The Security Policy
In order to meet these challenges, an organization must create and enforce a security policy. A security policy is a set of rules that defines how and by whom sensitive information should be accessed, handled, and distributed, both within and outside of the organization. For example, a security policy may include the following rules regarding visitors who arrive at an enterprise building's lobby:
- Visitors must sign in at the entrance desk.
- Visitors must wear a visitor badge and be escorted while in the building.
- Visitors cannot use their badge to open electronic doors.
Other types of security policy rules and measures might be:
- Only the executive manager has access to financial reports.
- Visitors must open their bags for a security check.
- Surveillance cameras should be positioned in the area of the building.
- Passwords must be changed on a daily basis.
- Confidential papers must be shredded after use.
An organization's security policy is usually designed by a person who is in charge of handling all security matters for the organization.
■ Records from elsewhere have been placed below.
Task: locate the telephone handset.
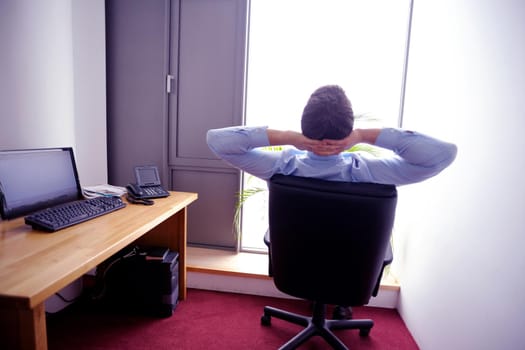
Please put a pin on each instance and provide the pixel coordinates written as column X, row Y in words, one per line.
column 136, row 195
column 148, row 185
column 135, row 190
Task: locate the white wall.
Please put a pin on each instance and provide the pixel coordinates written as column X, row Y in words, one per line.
column 52, row 85
column 462, row 284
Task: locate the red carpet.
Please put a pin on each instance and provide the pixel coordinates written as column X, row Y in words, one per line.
column 212, row 320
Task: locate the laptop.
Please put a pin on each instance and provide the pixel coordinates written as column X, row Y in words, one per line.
column 34, row 179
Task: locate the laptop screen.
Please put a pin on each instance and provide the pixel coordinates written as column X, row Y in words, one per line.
column 31, row 180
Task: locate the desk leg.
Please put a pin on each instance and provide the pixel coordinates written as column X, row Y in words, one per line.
column 171, row 233
column 23, row 328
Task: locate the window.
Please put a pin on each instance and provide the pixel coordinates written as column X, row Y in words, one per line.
column 296, row 46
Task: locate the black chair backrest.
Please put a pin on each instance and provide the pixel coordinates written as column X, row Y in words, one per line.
column 328, row 239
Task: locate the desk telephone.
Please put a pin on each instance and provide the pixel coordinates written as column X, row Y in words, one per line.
column 147, row 186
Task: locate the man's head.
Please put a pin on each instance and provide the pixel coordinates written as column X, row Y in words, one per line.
column 328, row 114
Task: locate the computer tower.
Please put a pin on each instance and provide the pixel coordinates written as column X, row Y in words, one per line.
column 142, row 283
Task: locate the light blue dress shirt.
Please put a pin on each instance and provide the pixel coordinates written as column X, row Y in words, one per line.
column 414, row 157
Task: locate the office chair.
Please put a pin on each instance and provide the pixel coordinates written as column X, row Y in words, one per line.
column 327, row 245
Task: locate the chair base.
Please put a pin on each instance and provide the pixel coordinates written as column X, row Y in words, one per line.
column 316, row 325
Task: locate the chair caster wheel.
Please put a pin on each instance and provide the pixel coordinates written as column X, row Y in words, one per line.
column 266, row 320
column 364, row 332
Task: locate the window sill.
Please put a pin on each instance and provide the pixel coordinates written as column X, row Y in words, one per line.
column 252, row 265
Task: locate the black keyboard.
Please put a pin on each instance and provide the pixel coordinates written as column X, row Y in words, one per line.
column 68, row 214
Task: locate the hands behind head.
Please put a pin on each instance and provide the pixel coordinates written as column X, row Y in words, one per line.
column 329, row 147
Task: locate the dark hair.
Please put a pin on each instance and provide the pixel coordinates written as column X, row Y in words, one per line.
column 328, row 114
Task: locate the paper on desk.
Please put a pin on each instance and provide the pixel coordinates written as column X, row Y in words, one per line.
column 103, row 190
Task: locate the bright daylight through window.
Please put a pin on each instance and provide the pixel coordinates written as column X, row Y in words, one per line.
column 296, row 46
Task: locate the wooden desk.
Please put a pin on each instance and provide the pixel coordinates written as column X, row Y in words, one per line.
column 34, row 265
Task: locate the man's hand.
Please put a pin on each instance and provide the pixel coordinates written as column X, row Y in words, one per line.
column 322, row 147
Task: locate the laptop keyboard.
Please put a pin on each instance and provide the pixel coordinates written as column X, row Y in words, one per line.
column 68, row 214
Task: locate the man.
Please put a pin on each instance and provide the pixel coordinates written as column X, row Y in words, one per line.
column 327, row 131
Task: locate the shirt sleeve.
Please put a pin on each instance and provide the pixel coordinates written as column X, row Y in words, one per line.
column 241, row 147
column 416, row 157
This person is called a security manager.
In order for a security policy be effective, it must be accompanied by the following measures:
- Awareness - A security policy must be accompanied by steps taken to increase the employees' awareness of security issues. If employees are unaware of a security policy rule and the reason for it, they are likely to break it.
- Enforcement - To enforce a security policy, an organization can take various measures, both human and electronic. For example:
- Installing surveillance cameras in strategic locations throughout the organization
- Positioning human guards who have the authority to prevent other people from entering the premises or certain areas on the premises
- Installing alarms that are triggered upon certain conditions
- Using magnetic identification tags to enforce and log access permissions to different areas on the premises
- Using “red phones” to encrypt highly confidential voice phone calls
- Updating - A security policy is a living thing that must be updated from time to time according to changing situations.
Unfortunately, even when a security policy is accompanied by these measures, its effectiveness is limited against a person with malicious intent.